Wenige Kilometer entfernt in Handlab hat die Familie das Muttergenesungsheim umgebaut. Ihre Tochter Monika Schulhauser schaut nach den Senioren in 15 Appartements und 5 Wohnungen. Betreutes Wohnen bedeutet, dass die Senioren selbstständig leben und sich die Dienstleistungen wie Pflege, Mahlzeiten oder Fahrdienste dazu kaufen können.
Soziale Landwirtschaft sei der richtige Weg, behinderte Menschen zu integrieren, betonte Wolfgang Haider, Bürgermeister von Iggensbach. Es sichere den sozialen Frieden. Stellvertretender Landrat Josef Färber meinte, der Landkreis sei bei den stationären Pflegeeinrichtungen gut aufgestellt. Verbesserungswürdig seien aber die Tagespflege, der öffentliche Nahverkehr und Hilfen, damit Senioren lange zu Hause bleiben können. Da sah er viele Nischen für Landwirte.
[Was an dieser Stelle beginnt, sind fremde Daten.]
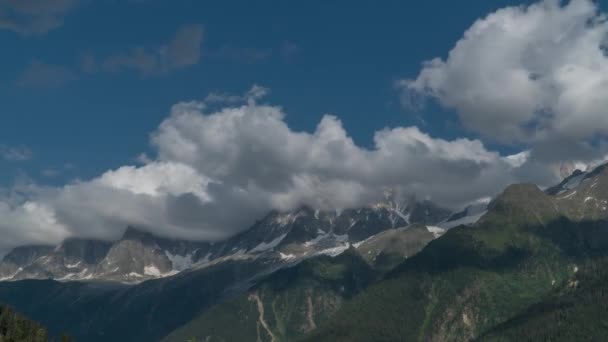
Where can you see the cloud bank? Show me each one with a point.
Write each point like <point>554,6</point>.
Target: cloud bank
<point>534,75</point>
<point>216,171</point>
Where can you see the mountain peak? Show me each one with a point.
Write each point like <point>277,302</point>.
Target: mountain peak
<point>136,234</point>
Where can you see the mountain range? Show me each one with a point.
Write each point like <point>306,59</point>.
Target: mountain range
<point>492,272</point>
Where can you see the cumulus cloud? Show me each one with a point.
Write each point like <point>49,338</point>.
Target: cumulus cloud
<point>534,75</point>
<point>182,51</point>
<point>34,17</point>
<point>216,171</point>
"Es trifft die Bedürfnisse der Zeit", sagte Walter Schubach vom AELF Deggendorf. Als Bereichsleiter Forsten freute ihn besonders, dass so die therapeutische Wirkung des Waldes mehr wahrgenommen werde. Bezirksrat Markus Scheuermann ist Behindertenbeauftragter des Bezirks Niederbayern. Er versprach, die Soziale Landwirtschaft und das, was sie für die behinderten Menschen leisten könne, in Verwaltung und Politik bekannter zu machen. Sie müsse zur Chefsache werden, fand er.